There are other issues that might also confound a head-to-head comparison of diagnostic rates achieved by GWS and conventional genetic testing in critically ill infants. These include the fact that different diagnoses may be made in the two arms of the study, with GWS being more sensitive for most variants that cause Mendelian disease and conventional testing being more sensitive for some others (e.g., trinucleotide repeat expansions). In addition, GWS analysis pipelines identify more than one Mendelian diagnosis in about 5% of cases, sometimes producing a “blended” phenotype, sometimes with each variant producing its own separate characteristic phenotype, and sometimes with a secondary finding that is completely unrelated to the indication(s) for testing.[58,59]

Nevertheless, comparing the benefits and costs of diagnostic GWS with the current standard of care per case of serious genetic disease identified holds promise as a practical means of assessing clinical value in a NICU or PICU setting, and in other contexts as well. For a comparative study to provide the robust evidence that is needed, both costs and benefits will have to be to be collected in a rigorous prospective manner, and the results will need to be analyzed comprehensively.

Conclusions

On the basis of the foregoing considerations, we conclude that:

Diagnostic genome-wide sequencing shows great promise for improving the management of acutely ill infants in a NICU or PICU setting.

Before diagnostic GWS can be considered to be a standard of care, the test must first be shown to have analytical validity and clear clinical value.

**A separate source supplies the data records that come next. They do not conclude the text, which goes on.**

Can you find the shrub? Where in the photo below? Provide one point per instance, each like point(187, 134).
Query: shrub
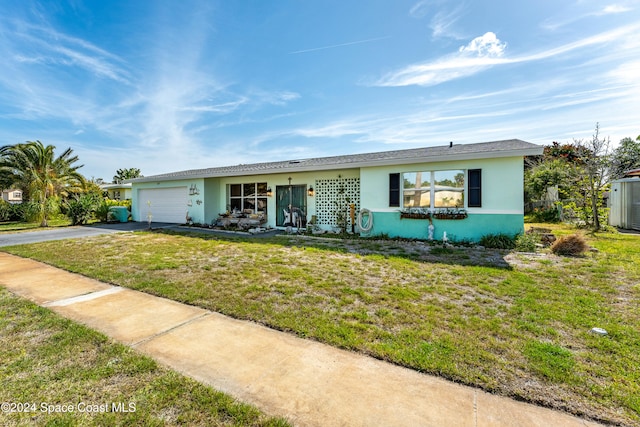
point(103, 211)
point(5, 211)
point(80, 209)
point(571, 245)
point(498, 241)
point(545, 215)
point(526, 242)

Evaluating diagnostic GWS as a comprehensive scan for major genetic disease provides a practical approach to assessing its clinical value in acutely ill infants.

The analytical validity of diagnostic GWS can be assessed using standard reference specimens and data.

Total mortality over a defined period of time might serve as a compelling summary measure to assess the clinical value of diagnostic GWS in comparison with conventional genetic testing in acutely ill infants. This will only be possible if lifesaving treatments enabled by precision diagnosis are frequent enough. Mortality is unlikely to be useful as an outcome measure in comparing incremental changes in diagnostic GWS, such as different sequencing technologies or improvements in bioinformatics software.

Summary outcomes, such as hospital length of stay, QALYs, or DALYs, which have been used for cost-effectiveness studies in other contexts, are incomplete or difficult to obtain as metrics for comprehensive assessment of diagnostic GWS in infants in an intensive care setting.

Comparing diagnostic GWS with the current standard of care per case of serious genetic disease diagnosed can provide a practical means of assessing clinical value. Such comparisons should be designed and carried out in a scientifically rigorous manner through collaboration of clinical investigators, health services researchers, and health economists. These studies are needed to determine if clinical GWS should be supported by healthcare systems and private insurers as the standard of care for diagnosis of genetic disease in seriously ill newborn infants.